La Vie de Mahomet

(Alphonse de Lamartine, 1854)

Livre 1 - Chapitre 63

Ali qui s’était échappé de la Mecque, après avoir sauvé la vie de son maître, rejoignit le prophète dans le village de Cuba. Le lendemain il fit une entrée triomphale à Yathreh. Tous les habitants se disputant l’honneur de le recevoir, il s’en rapporta à l’instinct de sa chamelle, à laquelle il attribua la vertu divinatoire de choisir elle-même le seuil qu’il devait préférer. La charnelle, accoutumée à venir charger des dattes au marché d’Yathreb, traversa toute la ville et ne s’agenouilla le poitrail en terre pour faire descendre son maître que sur un terrain vague hors des murs où les habitants avaient coutume d’étendre les dattes pour les sécher. La maison la plus rapprochée était celle d’Abou- Aïoub, un des principaux chefs de tribu de la ville. Abou- Aïoub s’empressa de décharger l’animal et de porter dans sa maison le bagage et le tapis de Mahomet. Le prophète ordonna de bâtir une mosquée à la place où il avait mis pied à terre, avec une maison pour lui et sa famille. Il y travailla de ses propres mains, assisté par les habitants d’Yathreb. « Quiconque travaille à cet édifice, leur dit-il, bâtit pour la vie éternelle. »

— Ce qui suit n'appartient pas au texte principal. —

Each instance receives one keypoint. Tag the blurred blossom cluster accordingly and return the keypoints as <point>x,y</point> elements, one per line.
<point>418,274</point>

La ville, après l’entrée de Mahomet, changea son nom en l’honneur de son hôte, et s’appela Médine-el-Nabi, la ville de l’inspiré. Mahomet reconnu pour chef spirituel et pour souverain par les principales tribus de la ville, fit un traité d’alliance avec les autres, en leur garantissant la liberté complète de leur religion. Les uns étaient chrétiens, les autres juifs, la majorité idolâtre ; tous devinrent également ses sujets ou des alliés. Les lois de police, de justice, d’égalité et de paix qu’il promulgua aussitôt qu’il eut pris possession de Médine sont un code impartial autant que politique de tolérance et d’équité. Le proscrit, qui se souvenait encore alors des persécutions qu’il venait de subir pour sa foi, la respectait justement et habilement encore dans les autres. Pour devenir fort, il se montrait juste. Bientôt ses deux épouses, Sauda et Aiche, respectées à cause de leur sexe et de leur âge par les Coraïtes , le rejoignirent à Médine. Il les installa dans deux appartements séparés de sa maison attenant à la mosquée. A chaque nouvelle épouse qu’il prit ensuite, il ajouta de nouveaux appartements séparés de l’édifice. Les murs de ce palais étaient de briques cuites au soleil. Des troncs de palmier formant des arcades soutenaient les bords avancés du toit. Trois portes donnaient accès aux cours et aux jardins. Un bloc de pierre, placé dans la mosquée du côté qui regardait la Mecque et Jérusalem, indiquaient aux croyants des deux temples anciens d’Abraham vers lesquels les prières devaient se diriger pour être agréables au Dieu unique.
Livre 1:
1 2 3 4 5 6 7 8 9 10 11 12 13 14 15 16 17 18 19 20 21 22 23 24 25 26 27 28 29 30
31 32 33 34 35 36 37 38 39 40 41 42 43 44 45 46 47 48 49 50 51 52 53 54 55 56 57 58 59 60
61 62 63 64 65 66 67 68 69 70 71 72 73 74 75 76 77 78 79 80 81 82 83 84 85 86 87 88 89 90
91 92 93 94 95 96 97 98 99 100 101 102 103 104 105 106 107
Livre 2:
1 2 3 4 5 6 7 8 9 10 11 12 13 14 15 16 17 18 19 20

Achetez le texte intégral avec les notes et commentaires d'Ali Kuhran (éditions L'Harmattan)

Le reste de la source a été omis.